Na proposta de Candidatura do ADV a Património Mundial foi utilizada uma metodologia de estudo de caracterização paisagística. Para a identificação dos limites, de forma a descrever na íntegra a paisagem do Alto Douro, o objetivo passava por identificar um espaço que simultaneamente: “ 1) fosse representativo do caráter da paisagem da Região Demarcada do Douro e das três sub-regiões, da mais atlântica à mais mediterrânica; 2) reunisse de forma coerente a maioria do conjunto de valores mais significativos; e 3) apresentasse um bom estado de conservação no seu todo admitindo-se apenas um número mínimo de intrusões pontuais.” (FRAH 2000, p.33).Sendo esta paisagem resultado da união do Homem-Natureza, há uma relação entre elementos naturais e culturais, que na candidatura se distinguem como: elementos naturais – “os vales encaixados, os declives acentuados; os antrosolos; a escassez da água; a precipitação reduzida; a diversidade dos habitats naturais; do atlântico ao mediterrâneo; as culturas mediterrânicas: a vinha, a oliveira e a amendoeira; a presença dominante da vinha; o efémero na paisagem: luz e cor, som e silêncio, e os cheiros”; e elementos culturais – “o padrão da paisagem; os povoados; a acessibilidade – o rio e o caminho-de-ferro; referencias na paisagem; as quintas e os casais; o sagrado; os muros”; em síntese estes elementos são “os criadores da paisagem” (idem, p.33).

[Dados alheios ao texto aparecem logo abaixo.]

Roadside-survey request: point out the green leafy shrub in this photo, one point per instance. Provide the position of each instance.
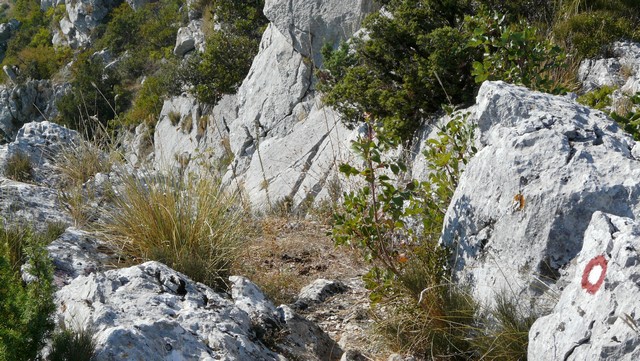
(148, 32)
(409, 64)
(26, 307)
(30, 49)
(19, 167)
(589, 27)
(397, 229)
(229, 50)
(96, 96)
(515, 53)
(188, 224)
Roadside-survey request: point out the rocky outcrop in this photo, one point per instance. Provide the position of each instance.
(597, 315)
(152, 312)
(82, 17)
(620, 71)
(33, 100)
(545, 164)
(32, 203)
(277, 138)
(40, 142)
(189, 38)
(309, 25)
(78, 253)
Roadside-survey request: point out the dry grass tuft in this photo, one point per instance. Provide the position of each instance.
(19, 167)
(80, 161)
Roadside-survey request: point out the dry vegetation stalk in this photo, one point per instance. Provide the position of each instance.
(187, 223)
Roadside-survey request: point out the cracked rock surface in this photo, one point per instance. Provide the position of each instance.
(544, 165)
(598, 314)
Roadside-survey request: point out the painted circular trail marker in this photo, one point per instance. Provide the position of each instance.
(594, 273)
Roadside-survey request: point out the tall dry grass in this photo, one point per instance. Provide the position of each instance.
(187, 223)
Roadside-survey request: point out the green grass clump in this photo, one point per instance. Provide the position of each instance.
(507, 336)
(25, 308)
(188, 224)
(19, 167)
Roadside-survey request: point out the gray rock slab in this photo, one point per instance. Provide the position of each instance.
(151, 312)
(545, 164)
(598, 315)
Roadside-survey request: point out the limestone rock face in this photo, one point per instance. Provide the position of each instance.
(308, 25)
(597, 316)
(152, 312)
(82, 17)
(32, 101)
(274, 140)
(36, 204)
(77, 253)
(40, 141)
(175, 137)
(189, 38)
(545, 164)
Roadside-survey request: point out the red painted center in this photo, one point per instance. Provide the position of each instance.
(598, 263)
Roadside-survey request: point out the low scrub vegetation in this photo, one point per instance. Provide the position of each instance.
(419, 309)
(26, 306)
(72, 345)
(188, 224)
(19, 167)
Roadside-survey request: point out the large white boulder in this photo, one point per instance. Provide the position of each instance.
(190, 37)
(597, 316)
(34, 100)
(82, 17)
(308, 25)
(275, 135)
(545, 164)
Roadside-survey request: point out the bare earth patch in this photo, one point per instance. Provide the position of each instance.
(286, 254)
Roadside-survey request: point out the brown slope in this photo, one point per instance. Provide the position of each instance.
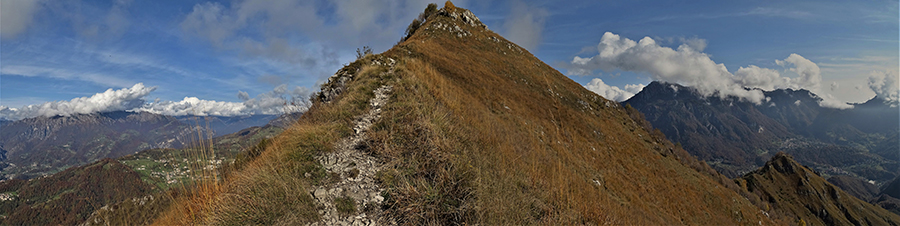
(854, 186)
(795, 189)
(542, 148)
(476, 131)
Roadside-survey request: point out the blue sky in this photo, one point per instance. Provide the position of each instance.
(252, 53)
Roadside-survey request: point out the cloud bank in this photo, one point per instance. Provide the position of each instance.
(689, 66)
(597, 85)
(885, 85)
(278, 101)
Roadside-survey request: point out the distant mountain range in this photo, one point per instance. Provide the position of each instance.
(133, 184)
(38, 146)
(737, 136)
(801, 193)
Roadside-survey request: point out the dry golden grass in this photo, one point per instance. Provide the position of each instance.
(479, 131)
(273, 187)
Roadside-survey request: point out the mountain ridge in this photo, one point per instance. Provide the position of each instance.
(475, 130)
(737, 136)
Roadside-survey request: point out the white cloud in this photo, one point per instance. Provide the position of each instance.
(810, 77)
(525, 24)
(277, 101)
(111, 100)
(614, 93)
(685, 65)
(688, 66)
(304, 33)
(16, 16)
(763, 78)
(885, 84)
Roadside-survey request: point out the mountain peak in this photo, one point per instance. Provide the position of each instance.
(797, 190)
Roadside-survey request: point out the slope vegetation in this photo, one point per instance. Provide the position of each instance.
(796, 189)
(70, 196)
(45, 145)
(475, 130)
(738, 136)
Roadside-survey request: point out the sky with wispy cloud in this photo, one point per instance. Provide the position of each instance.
(252, 56)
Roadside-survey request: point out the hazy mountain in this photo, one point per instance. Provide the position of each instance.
(131, 190)
(468, 128)
(737, 136)
(41, 145)
(70, 196)
(221, 125)
(455, 125)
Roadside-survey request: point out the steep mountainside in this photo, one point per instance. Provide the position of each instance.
(37, 146)
(141, 184)
(798, 190)
(737, 136)
(456, 125)
(221, 125)
(70, 196)
(855, 187)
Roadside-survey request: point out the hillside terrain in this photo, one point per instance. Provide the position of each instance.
(45, 145)
(70, 196)
(795, 189)
(473, 130)
(737, 136)
(137, 186)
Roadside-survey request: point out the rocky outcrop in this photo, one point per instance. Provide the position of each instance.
(356, 198)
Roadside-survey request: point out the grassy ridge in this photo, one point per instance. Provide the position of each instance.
(478, 131)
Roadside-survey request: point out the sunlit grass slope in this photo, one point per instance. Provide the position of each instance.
(478, 131)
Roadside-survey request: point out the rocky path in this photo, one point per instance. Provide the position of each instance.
(357, 176)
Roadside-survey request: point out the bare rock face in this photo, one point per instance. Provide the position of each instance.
(463, 15)
(354, 197)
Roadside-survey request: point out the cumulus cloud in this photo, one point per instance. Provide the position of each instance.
(274, 102)
(111, 100)
(302, 32)
(809, 78)
(525, 24)
(279, 100)
(16, 16)
(688, 66)
(684, 65)
(885, 85)
(614, 93)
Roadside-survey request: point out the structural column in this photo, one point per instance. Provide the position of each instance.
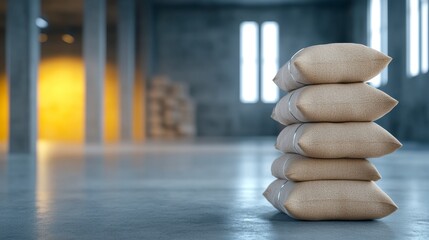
(126, 61)
(94, 51)
(22, 61)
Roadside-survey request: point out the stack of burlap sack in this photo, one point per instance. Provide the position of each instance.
(329, 111)
(171, 110)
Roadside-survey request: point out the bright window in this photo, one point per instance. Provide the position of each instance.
(417, 37)
(377, 34)
(255, 86)
(249, 60)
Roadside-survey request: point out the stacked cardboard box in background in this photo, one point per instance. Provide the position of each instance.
(171, 110)
(329, 111)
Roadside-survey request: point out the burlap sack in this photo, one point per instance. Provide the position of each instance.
(355, 102)
(299, 168)
(330, 199)
(331, 63)
(337, 140)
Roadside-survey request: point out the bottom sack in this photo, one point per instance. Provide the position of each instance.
(330, 199)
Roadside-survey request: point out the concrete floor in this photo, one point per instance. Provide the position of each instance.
(208, 189)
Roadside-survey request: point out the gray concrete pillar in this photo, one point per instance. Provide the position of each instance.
(126, 62)
(22, 62)
(94, 52)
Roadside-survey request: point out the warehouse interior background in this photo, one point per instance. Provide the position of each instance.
(124, 88)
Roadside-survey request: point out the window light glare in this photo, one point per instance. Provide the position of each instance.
(413, 37)
(249, 59)
(270, 49)
(424, 36)
(41, 23)
(377, 33)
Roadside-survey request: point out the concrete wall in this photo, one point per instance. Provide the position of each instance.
(199, 45)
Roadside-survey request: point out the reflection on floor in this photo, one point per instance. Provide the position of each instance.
(196, 190)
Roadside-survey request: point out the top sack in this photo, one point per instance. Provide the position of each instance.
(331, 63)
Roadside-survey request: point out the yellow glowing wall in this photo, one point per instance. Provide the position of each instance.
(111, 105)
(61, 102)
(61, 99)
(138, 117)
(4, 106)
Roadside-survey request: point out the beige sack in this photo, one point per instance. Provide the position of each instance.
(356, 102)
(299, 168)
(331, 63)
(337, 140)
(330, 199)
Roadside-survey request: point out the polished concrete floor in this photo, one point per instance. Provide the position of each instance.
(206, 189)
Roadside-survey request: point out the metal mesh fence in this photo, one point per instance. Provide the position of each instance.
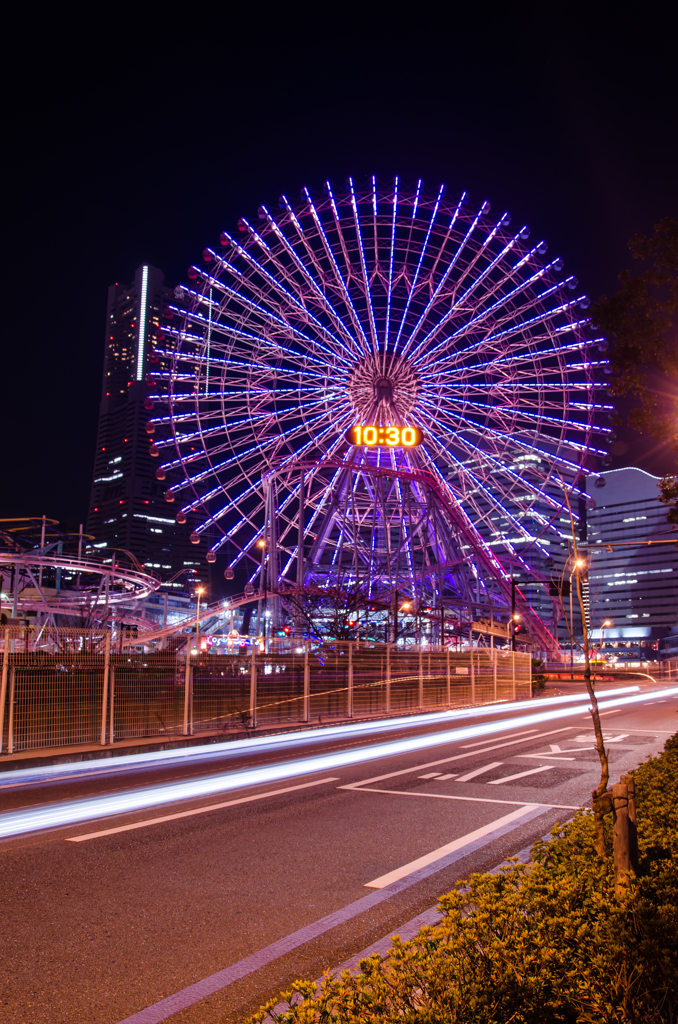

A cultura da vinha era a principal atividade da região e o rio, a solução para poder transportá-lo para todo o mundo, desse modo surge a necessidade de locais apropriados para essas atividades e funções. Foram assim criados circuitos de circulação onde ocorria a troca do produto, esses locais eram maioritariamente junto ao rio para facilitar o comércio e que com o passar do tempo transformaram-se em povoações com maior ou menor número de pessoas.